Is it time for El Diego to finally assume the responsibility? Argentina is in serious need of a coach capable of turning around its fortune. Although a risky appointment of Maradona might not be an instant success, it could have its rewards in the long run. If Maradona gets the call on Monday, it would be the greatest birthday present he could possibly imagine.

Direct Link.-


John said...

By the way, Hernan CRESPO gives his vote to BIANCHI.

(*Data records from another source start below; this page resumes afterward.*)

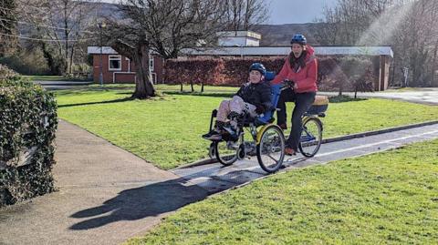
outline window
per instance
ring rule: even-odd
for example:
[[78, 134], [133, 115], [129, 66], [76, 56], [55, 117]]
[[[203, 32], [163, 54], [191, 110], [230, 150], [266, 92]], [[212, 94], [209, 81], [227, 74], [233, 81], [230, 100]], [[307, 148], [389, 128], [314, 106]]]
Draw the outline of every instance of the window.
[[149, 58], [149, 69], [150, 69], [151, 71], [153, 71], [153, 66], [153, 66], [153, 57]]
[[110, 71], [120, 71], [121, 70], [121, 56], [110, 56], [109, 59], [109, 67]]

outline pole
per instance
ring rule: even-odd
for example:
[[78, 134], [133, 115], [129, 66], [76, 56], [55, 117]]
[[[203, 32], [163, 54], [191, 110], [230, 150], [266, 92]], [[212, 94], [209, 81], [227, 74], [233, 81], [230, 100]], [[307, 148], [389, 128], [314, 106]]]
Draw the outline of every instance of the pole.
[[100, 87], [103, 87], [103, 66], [102, 66], [102, 56], [103, 56], [103, 52], [102, 52], [102, 26], [101, 25], [99, 25], [99, 27], [100, 29], [100, 74], [99, 76], [99, 82], [100, 83]]

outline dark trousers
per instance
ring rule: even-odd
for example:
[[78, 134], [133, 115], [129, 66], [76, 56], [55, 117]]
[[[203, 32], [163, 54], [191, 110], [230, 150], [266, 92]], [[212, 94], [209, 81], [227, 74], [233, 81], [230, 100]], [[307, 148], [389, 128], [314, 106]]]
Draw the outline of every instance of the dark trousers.
[[278, 104], [276, 104], [276, 107], [280, 109], [276, 111], [276, 124], [281, 125], [286, 124], [287, 117], [286, 102], [295, 102], [295, 107], [292, 112], [292, 129], [286, 145], [296, 151], [298, 148], [299, 138], [303, 130], [301, 117], [312, 106], [316, 94], [316, 92], [295, 93], [292, 88], [287, 88], [281, 91]]

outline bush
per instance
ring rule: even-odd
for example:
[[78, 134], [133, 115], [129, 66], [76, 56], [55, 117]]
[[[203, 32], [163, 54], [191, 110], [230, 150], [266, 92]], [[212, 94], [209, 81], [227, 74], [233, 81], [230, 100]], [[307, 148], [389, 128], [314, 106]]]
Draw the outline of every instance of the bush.
[[[268, 71], [278, 73], [285, 62], [281, 57], [191, 58], [171, 59], [164, 65], [165, 81], [169, 84], [202, 84], [240, 86], [247, 80], [248, 67], [255, 62]], [[366, 57], [318, 56], [320, 90], [372, 90], [372, 62]]]
[[53, 191], [53, 95], [31, 82], [0, 79], [0, 207]]

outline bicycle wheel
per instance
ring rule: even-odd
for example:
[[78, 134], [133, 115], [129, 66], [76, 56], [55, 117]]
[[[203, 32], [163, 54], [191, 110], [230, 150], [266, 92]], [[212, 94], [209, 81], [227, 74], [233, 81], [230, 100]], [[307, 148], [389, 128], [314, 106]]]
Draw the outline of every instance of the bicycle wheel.
[[285, 158], [285, 136], [276, 125], [270, 125], [262, 132], [257, 144], [257, 160], [268, 173], [278, 170]]
[[237, 160], [238, 149], [238, 141], [233, 142], [221, 140], [214, 142], [214, 154], [216, 155], [216, 159], [224, 166], [230, 166]]
[[306, 117], [299, 139], [299, 151], [307, 158], [312, 158], [321, 147], [322, 123], [318, 117]]

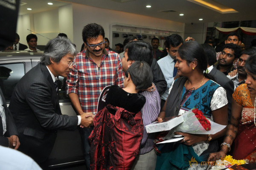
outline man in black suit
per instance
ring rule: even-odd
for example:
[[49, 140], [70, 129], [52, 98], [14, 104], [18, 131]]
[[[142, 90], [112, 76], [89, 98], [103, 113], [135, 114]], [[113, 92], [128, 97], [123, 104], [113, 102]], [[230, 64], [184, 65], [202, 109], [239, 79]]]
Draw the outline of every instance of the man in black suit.
[[[67, 77], [77, 52], [67, 38], [58, 36], [48, 42], [41, 62], [16, 85], [9, 108], [17, 127], [19, 150], [43, 169], [57, 136], [57, 130], [74, 130], [78, 125], [93, 124], [91, 112], [79, 116], [61, 114], [58, 97], [58, 76]], [[71, 146], [70, 146], [71, 147]]]
[[13, 118], [0, 88], [0, 145], [18, 149], [20, 141]]
[[213, 66], [213, 64], [216, 62], [216, 52], [213, 47], [208, 44], [202, 44], [202, 46], [206, 54], [207, 59], [208, 65], [206, 73], [210, 78], [212, 78], [214, 81], [220, 85], [226, 90], [227, 98], [228, 102], [227, 104], [227, 114], [229, 122], [231, 116], [231, 105], [232, 94], [233, 94], [234, 90], [234, 83], [227, 78], [223, 72]]
[[24, 50], [28, 48], [26, 45], [19, 43], [20, 41], [20, 36], [17, 33], [15, 33], [15, 40], [13, 42], [14, 50]]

In the meantime, something off the topic. Whoever that criticize MESSI, should know that Kobe BRYANT is his biggest fan.

Anonymous said...

lol at Kobe, wasnt he a so called die hard ronaldinho fan at one time? But Messi did give Kobe a jersey during the olympics. Off topic, Kobe is great and best player of his generation but he is no Michael Jordan!


Anonymous said...

But about Crespo, I think Argentina should call him back. The guy still is better then any target man i have seen. 33, so what.... 35 for the Olympics ahnn, look at Pupi And Maldini, as long as they stay fit they can be solid. And Crespo never did have pace, but he does one thing better then any player I have seen and that was beat the offside trap. Call up Crespo and Pipita and let them work together, a understudy. Crespo is one of the best players Argentina has ever put out and I think he should get another shot. And whoever the new coach is, i.e Bianchi, Russo, Batista they give him a call back, the man has said he dies when he see's the national team play and he is not part of the team. Think about it, Di Maria, Riquelme(I still say bring him as sub) Messi, Aguero and Crespo that will be a nice attack, with Gago and Mascherano holding the force in the middle.


John said...

Jack I wish we had more strikers like CRESPO. But for the time being the best thing he can do is find new club and get back into action.

Having said that, and before, CAVENAGHI and Lisandro LOPES do have what it take to over from CRESPO.

Seba said...

When talking about CRESPO, you have to consider that he is not match-fit. I mean...MOURINHO is obviously not using him.

He considers Hernan to be behind: IBRAHIMOVIC, ADRIANO, CRUZ, BALOTELLI and even young Nigerian Victor Nsofor OBINNA.

Out of a possible 660 minutes that Inter played this season, Hernan was on the pitch a mere 20.

As a national team manager, it is very rare and very risky to call up a player that is not having enough minutes for his club.

BASILE did it with RIQUELME when he was not playing and joined the national team, but it was a special case and it paid off anyway because Roman did a great job that time around.

I'm guessing if CRESPO can find a place to play every week, he can be back in the radar with our national team. Why not? He is a proven goalscorer and he has always found the back of the net.

However...I'm not sure if backing Carlos BIANCHI is the best way to go for him because BIANCHI will surely call PALERMO if he gets the job.

Here's hoping he doesn't (even when I know if he does I'm going to support him and his team).

johnny said...

WOW ! Seba-do you really think Bianchi would callup Palermo ? Even with the knee rehab and not playing for so long ? Maybe he will be ok in 5-6 months, I don't know, but still that would have to rank as a shocker.

Seba said...

I wouldn't rule that out, Johnny. Of course BIANCHI will not call him while PALERMO is injured (some might say he would! hahaha!) but once he is running again, I wouldn't be against PALERMO joining the national team under BIANCHI.

Anonymous said...

Palermo joining the team, I just get a cold sweat up my spine when I hear that. Well as long as he does not take a PK hahaha. Well I hope not but that is me, seems that Palermo is a club player and only shows up for Boca. But I can not wait to see what he does if he is the coach.


Anonymous said...

So it seems that Batista will be the sit in coach when Argentina plays Scotland.


Anonymous said...

Over here watching the Barca-Almeria game, and Barca are on a mission, 30min in and 4-0, Eto with a hat trick in 30min and Messi has been a part of 2 or 3 of the goals. Barca are flying right now.